NASA has pushed the rotor blades for its next-generation Mars helicopters past the speed of sound in recent tests, clearing a key hurdle for more powerful drones that could scout the Red Planet for future human and robotic missions.
In March, engineers at NASA's Jet Propulsion Laboratory (JPL) in Southern California spun experimental Mars helicopter blades so fast that the tips exceeded Mach 1 inside a special vacuum chamber built to mimic the thin, cold atmosphere of Mars.
Data from 137 test runs showed the blades could survive supersonic tip speeds without breaking apart, even when blasted with artificial headwinds to simulate gusty Martian winds.
NASA's Next-Generation Helicopter Blades
According to NASA, the three-bladed carbon‑fiber rotor reached about 3,750 revolutions per minute, and with added wind the blade tips hit roughly Mach 1.08 under Mars-like conditions, according to Yahoo Tech.

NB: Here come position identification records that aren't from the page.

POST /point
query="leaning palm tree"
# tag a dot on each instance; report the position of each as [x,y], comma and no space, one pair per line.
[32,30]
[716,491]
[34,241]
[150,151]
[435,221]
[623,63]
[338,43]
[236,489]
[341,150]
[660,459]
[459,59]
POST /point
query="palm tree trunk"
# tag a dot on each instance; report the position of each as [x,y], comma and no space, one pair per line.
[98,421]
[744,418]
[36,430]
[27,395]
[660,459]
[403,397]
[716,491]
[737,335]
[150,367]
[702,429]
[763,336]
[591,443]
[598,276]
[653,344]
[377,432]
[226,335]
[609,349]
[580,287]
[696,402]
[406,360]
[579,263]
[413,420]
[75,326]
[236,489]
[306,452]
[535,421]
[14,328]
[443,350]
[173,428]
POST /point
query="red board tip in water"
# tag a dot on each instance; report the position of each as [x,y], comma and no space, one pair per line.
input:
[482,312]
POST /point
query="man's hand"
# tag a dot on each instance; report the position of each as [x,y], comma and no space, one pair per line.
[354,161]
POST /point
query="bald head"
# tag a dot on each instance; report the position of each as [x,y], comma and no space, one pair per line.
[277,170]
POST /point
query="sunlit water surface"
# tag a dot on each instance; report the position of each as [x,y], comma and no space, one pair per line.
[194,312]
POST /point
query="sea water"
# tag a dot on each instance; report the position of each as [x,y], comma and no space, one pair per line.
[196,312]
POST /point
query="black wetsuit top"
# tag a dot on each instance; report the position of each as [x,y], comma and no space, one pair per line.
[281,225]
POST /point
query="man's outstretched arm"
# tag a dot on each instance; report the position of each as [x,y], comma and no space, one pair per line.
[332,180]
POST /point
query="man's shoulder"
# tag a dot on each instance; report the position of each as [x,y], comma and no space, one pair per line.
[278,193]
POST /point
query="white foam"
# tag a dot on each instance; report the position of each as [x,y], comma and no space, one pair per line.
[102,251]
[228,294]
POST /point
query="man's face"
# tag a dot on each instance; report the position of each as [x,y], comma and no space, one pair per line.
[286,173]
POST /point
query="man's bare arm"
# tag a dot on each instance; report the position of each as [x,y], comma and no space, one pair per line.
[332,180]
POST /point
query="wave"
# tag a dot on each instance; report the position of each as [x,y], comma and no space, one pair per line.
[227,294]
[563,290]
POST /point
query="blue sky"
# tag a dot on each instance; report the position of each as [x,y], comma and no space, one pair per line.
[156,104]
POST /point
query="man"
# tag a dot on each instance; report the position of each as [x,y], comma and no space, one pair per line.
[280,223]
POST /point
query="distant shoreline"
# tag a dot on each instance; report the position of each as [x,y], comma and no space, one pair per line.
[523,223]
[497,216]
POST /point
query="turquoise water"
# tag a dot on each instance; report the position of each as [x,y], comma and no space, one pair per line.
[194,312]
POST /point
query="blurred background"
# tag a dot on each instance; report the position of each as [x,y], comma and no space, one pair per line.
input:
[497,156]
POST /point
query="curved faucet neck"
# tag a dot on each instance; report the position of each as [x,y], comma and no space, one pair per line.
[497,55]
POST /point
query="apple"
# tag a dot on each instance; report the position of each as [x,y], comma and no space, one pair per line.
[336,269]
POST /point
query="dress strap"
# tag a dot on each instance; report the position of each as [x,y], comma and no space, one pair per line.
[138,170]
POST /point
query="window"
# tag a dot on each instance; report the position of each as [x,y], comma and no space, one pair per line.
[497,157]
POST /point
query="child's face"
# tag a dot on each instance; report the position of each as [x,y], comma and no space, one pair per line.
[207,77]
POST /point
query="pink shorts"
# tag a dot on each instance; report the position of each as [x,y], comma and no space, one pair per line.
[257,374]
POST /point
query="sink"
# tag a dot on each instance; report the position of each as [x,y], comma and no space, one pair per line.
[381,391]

The new blades are designed to go far beyond the performance of NASA's Ingenuity helicopter, which made the first powered, controlled flight on another world in 2021 and completed 72 flights before its mission ended.
Ingenuity's rotors were limited to around 2,700 rpm, keeping tip speeds near Mach 0.7 to avoid the complex and potentially unstable physics around the sound barrier. Al Chen, who leads the Mars Exploration Program at JPL, said the challenge comes from Mars' atmosphere being only about 1 percent as dense as Earth's, which makes it much harder to generate lift despite the planet's lower gravity.
By pushing tip speeds into the supersonic range, NASA says it can boost lift capability by about 30 percent compared with earlier designs. That extra lift could let future helicopters carry heavier science instruments, larger batteries and more advanced sensors, and also fly farther and higher over rough terrain that wheeled rovers cannot reach, HotHardware reported.
Shannah Withrow‑Maser, an aerodynamicist on the test team, said engineers originally hoped to reach Mach 1.05 but were able to push the blades to Mach 1.08, and they are still studying the data for signs of even more available thrust.
Results from the rotor campaign are feeding directly into NASA's SkyFall project, a concept mission that would deliver three next‑generation helicopters to Mars, currently targeted for a December 2028 launch window.
SkyFall aircraft would use the new high‑speed rotors to support future human and robotic explorers by carrying scientific payloads and scouting safe routes across difficult Martian landscapes.
NASA officials say the supersonic rotor breakthrough shows that powered flight on Mars can scale up beyond technology demonstrations, turning drones into routine tools for planetary exploration in the next decade, as per News9Live.